Papa Francesco ci offre il progetto di una nuova cittadinanza. Nell’omelia della notte di Natale ha invitato ad avere una nuova immaginazione. Nel messaggio parla anche di sogno. Il suo è un invito a resistere e a respingere ogni forma di xenofobia e di razzismo, a ricostruire la grammatica della convivenza, ad attivare «la capacità di accogliere, proteggere, promuovere e integrare».
Il necessario realismo della politica non può diventare – cito – «una resa al cinismo e alla globalizzazione dell’indifferenza».
Come suo stile, Papa Francesco ama ricorrere alle immagini; gli servono per rendere performativo il suo pensiero, cioè per coinvolgere il lettore e per facilitare la memorizzazione di quello che dice. Ne evidenzio tre: lo sguardo, le mani, il cantiere.
Lo sguardo. Si tratta di uno sguardo contemplativo, che vede oltre, che vede in profondità, che non si ferma al “fotogramma”, usando un’immagine filmica. Ci sono delle meditazioni che ci innalzano, ci fanno vedere il mondo dall’alto, nel suo insieme, nella sua vocazione totale. È uno sguardo lungimirante, sapiente, fiducioso nella possibilità di «trasformare difficoltà avvertite come minaccia in opportunità per costruire un futuro di pace». Uno sguardo capace «di riconoscere i germi di pace che stanno spuntando».

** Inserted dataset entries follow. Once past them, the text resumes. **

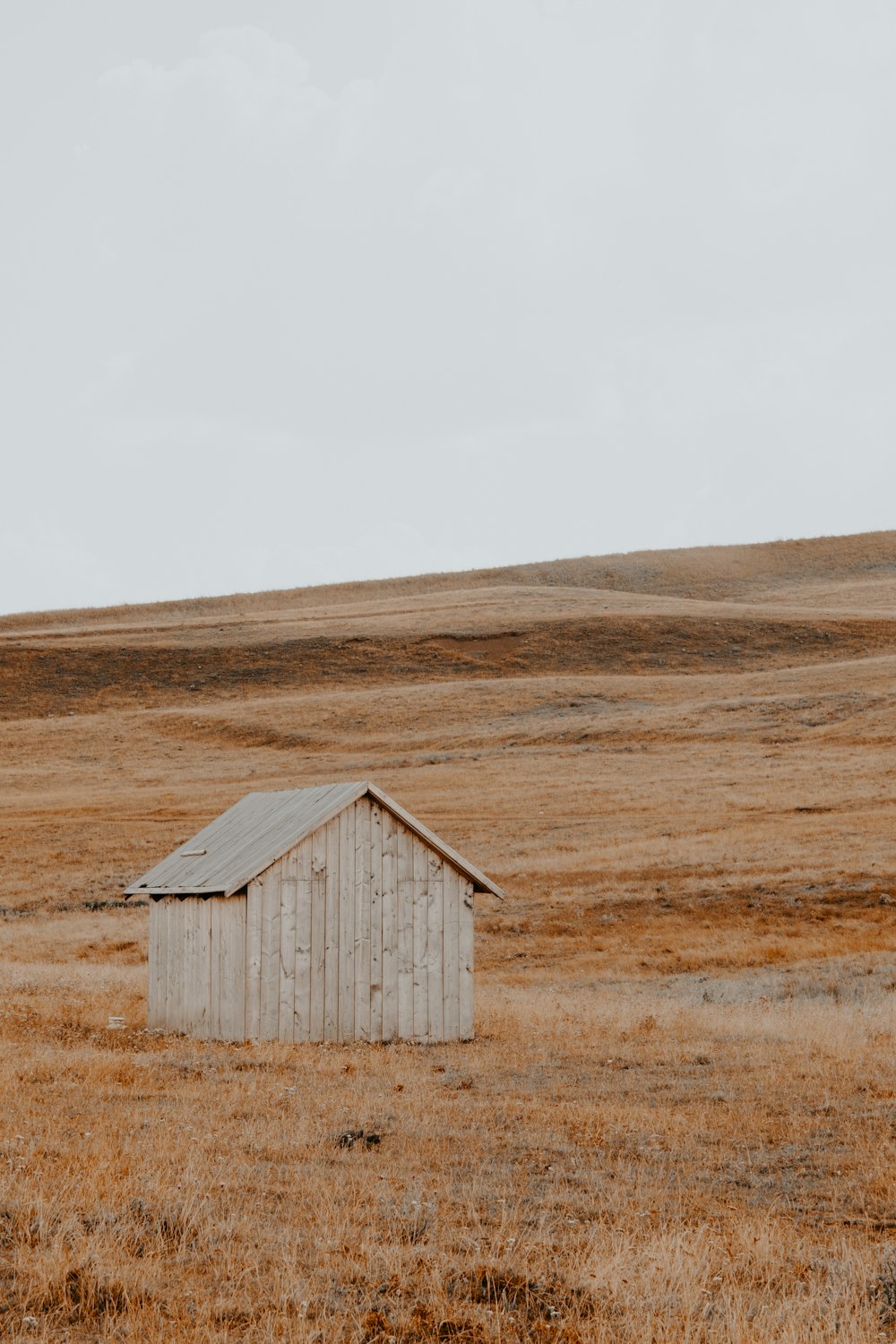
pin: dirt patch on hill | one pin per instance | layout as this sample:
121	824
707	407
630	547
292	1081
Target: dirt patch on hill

Le mani. Sono le mani delle persone che arrivano e di quelle che accolgono, mani che si incrociano, magari timidamente. L’idea è che nessuno giunge a mani vuote e che ogni essere umano ha mani che portano, che ricevono, che scambiano doni.
«Che sarà mai di questo bambino?» (Lc 1,66), fu detto il giorno in cui nacque Giovanni Battista; interrogativo chi si pone per ogni bambino che nasce. Perché non si fa questa domanda per ogni bambino che arriva tra noi? E se ci fosse qualche Mozart, se ci fosse Galileo Galilei, oppure un Einstein? Certamente c’è Gesù Cristo.
Il cantiere. Non un cantiere qualsiasi, ma per costruire città dove si vincono la paura e la divisione, dove si lavora per realizzare la promessa della pace.
L’impegno a favore dei migranti – un’azione non qualunquista, ma prudente, concordata, elaborata con strategie di rispetto per tutti – non è altro che applicazione di principi che costituiscono un patrimonio comune dell’umanità, principi codificati nella dichiarazione universale dei diritti dell’uomo, principi radicati nella nativa costituzione relazionale dell’essere umano (siamo fatti per l’incontro con l’altro, per lasciarci sorprendere dal dono di cui è portatore) e, per chi è credente, nella convinzione indistruttibile che ogni uomo è mio fratello perché figlio dell’unico Padre.
Per questi motivi, sul tema dei migranti, come su ambiente, armamenti e guerre, papa Francesco chiama i credenti e tutti gli uomini di buona volontà a «rendere il nostro mondo più umano», contrastando decisioni escludenti, portatrici solo di dolore, «per uomini e donne in cerca di pace».